This series has really grown on me. I was a bit hesitant at first, when I picked up this series, as I'm not a huge fan of boys' mystery series, as they tend to be more about adventure and less about mystery. Plus, the historical aspect about the series was something I thought would border on the boring side of things. I'm not embarrassed to admit that I was completely wrong! Author Steven K. Smith, with his Virginia Mysteries series, has created some very well-rounded characters, placed them in some very interesting and often dangerous situations, and provided readers with well-plotted and engaging mysteries.

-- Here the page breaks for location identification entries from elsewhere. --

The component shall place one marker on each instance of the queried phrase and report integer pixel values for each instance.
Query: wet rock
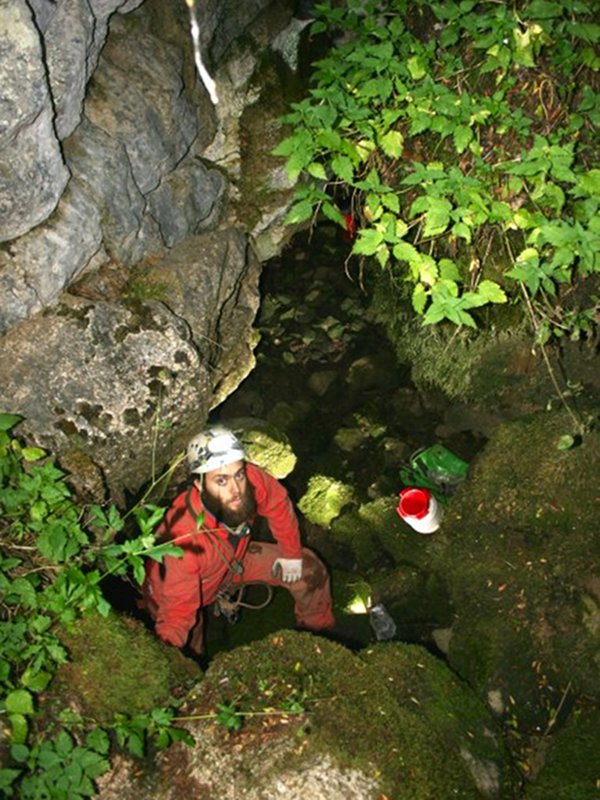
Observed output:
(115, 379)
(324, 499)
(320, 382)
(265, 445)
(33, 174)
(516, 548)
(566, 763)
(363, 726)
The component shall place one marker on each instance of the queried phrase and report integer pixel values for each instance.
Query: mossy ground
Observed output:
(392, 711)
(520, 549)
(116, 667)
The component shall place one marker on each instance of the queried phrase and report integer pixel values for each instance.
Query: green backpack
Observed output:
(435, 468)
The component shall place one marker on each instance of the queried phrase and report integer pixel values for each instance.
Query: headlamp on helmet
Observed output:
(213, 448)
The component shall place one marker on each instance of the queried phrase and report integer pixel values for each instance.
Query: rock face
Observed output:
(109, 379)
(318, 721)
(114, 162)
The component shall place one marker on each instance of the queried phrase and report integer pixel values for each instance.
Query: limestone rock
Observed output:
(136, 97)
(115, 379)
(265, 445)
(340, 726)
(188, 200)
(100, 164)
(37, 265)
(32, 172)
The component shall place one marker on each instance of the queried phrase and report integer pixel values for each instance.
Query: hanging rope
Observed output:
(208, 82)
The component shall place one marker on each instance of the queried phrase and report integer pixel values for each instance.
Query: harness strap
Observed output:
(233, 564)
(227, 603)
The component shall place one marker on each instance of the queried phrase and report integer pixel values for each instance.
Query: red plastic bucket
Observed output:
(419, 509)
(414, 503)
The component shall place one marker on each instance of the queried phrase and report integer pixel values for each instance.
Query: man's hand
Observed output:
(290, 568)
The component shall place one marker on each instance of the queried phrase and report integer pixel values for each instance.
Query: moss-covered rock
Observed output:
(394, 712)
(571, 770)
(324, 499)
(265, 445)
(519, 549)
(116, 667)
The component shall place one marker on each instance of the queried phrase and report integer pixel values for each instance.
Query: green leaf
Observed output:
(491, 292)
(19, 729)
(8, 421)
(462, 230)
(437, 216)
(317, 170)
(19, 701)
(36, 681)
(462, 137)
(565, 442)
(392, 143)
(32, 453)
(368, 242)
(589, 182)
(391, 202)
(419, 298)
(342, 168)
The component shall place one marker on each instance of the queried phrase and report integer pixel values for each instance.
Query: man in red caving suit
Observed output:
(211, 521)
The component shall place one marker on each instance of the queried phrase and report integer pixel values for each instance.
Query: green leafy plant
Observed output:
(54, 556)
(461, 135)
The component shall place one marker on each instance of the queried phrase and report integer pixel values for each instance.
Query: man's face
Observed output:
(227, 494)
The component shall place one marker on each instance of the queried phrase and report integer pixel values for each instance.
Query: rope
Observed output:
(228, 605)
(211, 86)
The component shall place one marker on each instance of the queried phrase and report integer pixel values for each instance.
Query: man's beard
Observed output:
(245, 513)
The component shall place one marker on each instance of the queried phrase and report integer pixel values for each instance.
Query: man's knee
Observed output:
(314, 573)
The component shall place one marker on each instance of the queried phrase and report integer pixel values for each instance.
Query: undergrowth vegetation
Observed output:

Shadows at Jamestown is the sixth book in the series, which, in and of itself, is a huge accomplishment, since so many series on the market today rarely make it past three or four books. In this mystery, Sam and his older brother, Derek, along with their friend Caitlin, head off to Jamestown at the invitation of Professor Evanshade to join an archaeological dig for a week at the Jamestown Field School. For Derek, it's a time to pretend like he's a college student and perhaps have some college girls fall madly in love with him. For Caitlin, it's an opportunity to study and learn more about the history of the site. For Sam, though, it's a chance to show he's no longer a child - he can handle being away from home and can take on the responsibility associated with an important historical dig like this.
This is a mystery series, so before the kids even have a chance to start digging for treasures, they overhear Professor Evanshade on an angry phone call; however, when they ask him about it, he tells them it's nothing to worry about, just school business. But these kids are smart, and even they notice the concerned looks on the faces of Toby and Grace, the two college students who will chaperoning the kids to the dig site. There is no time to look into it, though, as Sam, Derek, and Caitlin are shown their dorm rooms then taken to the "West Wall," where the group of professors, teachers, and college students are digging carefully or artifacts.
Smith's own experience raising three sons clearly shows his knowledge and understanding of children, as his writing of the characters is natural and believable. Sam, Derek, and Caitlin each have their own unique personalities, and as the series progresses, so do they. They have begun to mature, they have learned from their experiences, and they have even begun to develop a bond that only siblings and their friends can do. And they use that to not only tease each other, but to work together to solve the mystery surrounding the Jamestown dig. An artifact sent to the Smithsonian has been determined to be a fake, much to the surprise of the Professor and his assistants. If they cannot figure out what happened, the Professor's reputations, and the entire Jamestown dig could be on the line! Away from their parents and with more freedom than they expected, Sam, Derek, and Caitlin put their sleuthing skills to the test to figure out what is going on.
No spoiler here, but being as it is their mystery series, it's a given that the three kids do end up solving the mystery, putting themselves in danger, and worrying the heck out of their parents! But Smith provides a logical resolution, and at no time does he have any of the children do anything that ordinary pre-teens wouldn't do. In fact, it's fun to read Sam's concerns with their decisions, Caitlin's determination to be cautious, and Derek's carefree attitude of "jump right in and worry about the consequences later." But, in the end, each of them shine in their own way, making the book a fun read. Glad to know there is already another book out there, with more on the way!
RATING: 8 small worthless pieces of iron out of 10 for proving a children's mystery series can be continuing without losing, but rather, with gaining quality!